Targeting acute kidney injury (AKI) to improve patient safety: Patient and carer inputs to design a learning healthcare system
Acute kidney injury (AKI) is common, harmful and costly, making it a global priority for patient safety. Every year it is attributed to over 100,000 deaths and costs the NHS over £1 billion. By targeting AKI as a syndrome, it moves away from tackling individual diseases, allowing wider patient safety issues to be highlighted, such as polypharmacy and safer transitions of care, particularly for vulnerable patient groups. Much AKI research concentrates on hospital acquired AKI, yet nearly two-thirds occur in primary care, where earlier detection and intervention is more appropriate. Our research seeks to fill this gap by exploring the potential for using a computerised ‘learning healthcare system’ to improve the safety of patients with AKI in the community. A preliminary step to achieve this involves seeking views from patients and the public, aiming to elucidate any gaps in communication surrounding the care of patients with AKI and exploring how a computerised system could support improvements.
We consulted two established patient and public involvement (PPI) groups ‘H@PPI’ (Health E-Research Centre group) and ‘PRIMER’, (Primary Care Research in Manchester Engagement Resource) to outline the design and co-facilitation of a workshop. The co-design workshop was subsequently attended by ten members, including seven patients and carers, two patient facilitators and a PPI research officer. Following a brief presentation to introduce the project, participants were split into two smaller groups for personalised discussion. We also utilised the Ketso® kit to stimulate deeper reflection and discussion using colour coding and systematic representation.

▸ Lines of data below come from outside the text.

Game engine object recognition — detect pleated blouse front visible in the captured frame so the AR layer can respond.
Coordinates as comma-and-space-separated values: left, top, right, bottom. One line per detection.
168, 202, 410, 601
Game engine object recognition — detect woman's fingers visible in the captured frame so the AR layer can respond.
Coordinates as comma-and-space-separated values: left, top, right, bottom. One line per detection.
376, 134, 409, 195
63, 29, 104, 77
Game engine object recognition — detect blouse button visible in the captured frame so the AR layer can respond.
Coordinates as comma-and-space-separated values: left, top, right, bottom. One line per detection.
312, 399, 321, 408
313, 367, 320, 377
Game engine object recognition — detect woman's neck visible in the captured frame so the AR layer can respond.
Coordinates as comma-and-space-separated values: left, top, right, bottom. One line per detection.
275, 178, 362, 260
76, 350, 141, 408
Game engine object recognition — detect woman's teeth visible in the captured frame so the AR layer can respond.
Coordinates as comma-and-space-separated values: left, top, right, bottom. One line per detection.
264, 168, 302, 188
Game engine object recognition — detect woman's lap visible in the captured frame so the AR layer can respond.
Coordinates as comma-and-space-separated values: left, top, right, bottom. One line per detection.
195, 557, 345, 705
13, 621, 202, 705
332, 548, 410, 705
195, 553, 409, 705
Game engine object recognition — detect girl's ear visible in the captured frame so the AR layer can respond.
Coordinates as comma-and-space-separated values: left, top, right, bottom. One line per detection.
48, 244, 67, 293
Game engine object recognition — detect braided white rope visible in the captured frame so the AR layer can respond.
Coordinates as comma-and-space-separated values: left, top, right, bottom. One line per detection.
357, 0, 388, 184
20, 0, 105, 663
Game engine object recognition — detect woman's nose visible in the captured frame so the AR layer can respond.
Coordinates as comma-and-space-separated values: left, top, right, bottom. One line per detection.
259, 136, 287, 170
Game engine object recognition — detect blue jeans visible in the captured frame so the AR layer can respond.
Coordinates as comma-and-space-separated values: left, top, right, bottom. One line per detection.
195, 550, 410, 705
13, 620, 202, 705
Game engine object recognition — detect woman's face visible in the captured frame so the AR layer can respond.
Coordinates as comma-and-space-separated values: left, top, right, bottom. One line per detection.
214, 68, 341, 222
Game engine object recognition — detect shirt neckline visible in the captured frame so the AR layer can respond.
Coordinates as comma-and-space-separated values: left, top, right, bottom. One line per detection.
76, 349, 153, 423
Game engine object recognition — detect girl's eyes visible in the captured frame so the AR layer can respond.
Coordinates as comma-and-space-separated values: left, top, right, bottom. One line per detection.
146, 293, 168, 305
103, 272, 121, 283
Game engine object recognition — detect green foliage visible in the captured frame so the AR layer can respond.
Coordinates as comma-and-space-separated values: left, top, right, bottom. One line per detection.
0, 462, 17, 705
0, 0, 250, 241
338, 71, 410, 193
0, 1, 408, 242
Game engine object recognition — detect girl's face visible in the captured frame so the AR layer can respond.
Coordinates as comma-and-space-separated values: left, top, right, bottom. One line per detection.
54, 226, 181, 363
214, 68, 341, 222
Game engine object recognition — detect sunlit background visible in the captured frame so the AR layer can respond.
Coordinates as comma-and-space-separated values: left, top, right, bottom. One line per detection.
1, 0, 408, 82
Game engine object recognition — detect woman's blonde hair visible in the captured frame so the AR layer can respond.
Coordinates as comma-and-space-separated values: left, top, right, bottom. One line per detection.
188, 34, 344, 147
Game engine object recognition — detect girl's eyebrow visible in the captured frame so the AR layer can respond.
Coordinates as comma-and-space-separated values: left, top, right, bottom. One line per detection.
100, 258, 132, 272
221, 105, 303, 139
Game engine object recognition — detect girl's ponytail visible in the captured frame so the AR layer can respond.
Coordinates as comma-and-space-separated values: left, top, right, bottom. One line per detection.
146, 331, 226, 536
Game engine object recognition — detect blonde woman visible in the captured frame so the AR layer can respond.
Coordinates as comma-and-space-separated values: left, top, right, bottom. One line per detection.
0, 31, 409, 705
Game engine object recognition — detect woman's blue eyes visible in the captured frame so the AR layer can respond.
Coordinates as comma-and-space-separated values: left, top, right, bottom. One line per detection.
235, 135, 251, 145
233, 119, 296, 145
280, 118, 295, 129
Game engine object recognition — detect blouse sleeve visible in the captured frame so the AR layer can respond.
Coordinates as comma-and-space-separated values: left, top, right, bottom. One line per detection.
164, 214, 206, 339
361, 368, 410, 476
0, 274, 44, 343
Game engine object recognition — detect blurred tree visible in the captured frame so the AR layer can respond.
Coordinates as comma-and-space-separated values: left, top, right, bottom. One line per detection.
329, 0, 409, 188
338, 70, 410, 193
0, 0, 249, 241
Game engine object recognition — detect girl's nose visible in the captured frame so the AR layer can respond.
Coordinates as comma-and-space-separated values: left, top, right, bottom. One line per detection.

The workshop helped identify potential merits and limitations of current practice not previously considered by our team. Gaps in communication included the isolation of primary and secondary information – especially at discharge and the delay in patients receiving the results of blood tests and AKI diagnoses. Potential solutions involved using a computerised system to join up certain primary and secondary health records, audit functions to pinpoint the most vulnerable patients and providing patient access to blood tests to remove the need for an extra communication step. Feedback was positive for the capability of a true ‘learning healthcare system’, where outputs are automatically fed back into the system to generate continuous improvements. There were also suggestions that were outside our project scope, but carries prospects for future research, such as using artificial intelligence to predict those at higher risk of AKI much earlier.
Patients and the public are integral to improving safety and outcomes, frequently highlighting gaps in basic care. Findings have informed the design of our system and suggested potential for future research. We aim to ensure ongoing engagement with patients and carers throughout the design of our learning healthcare system.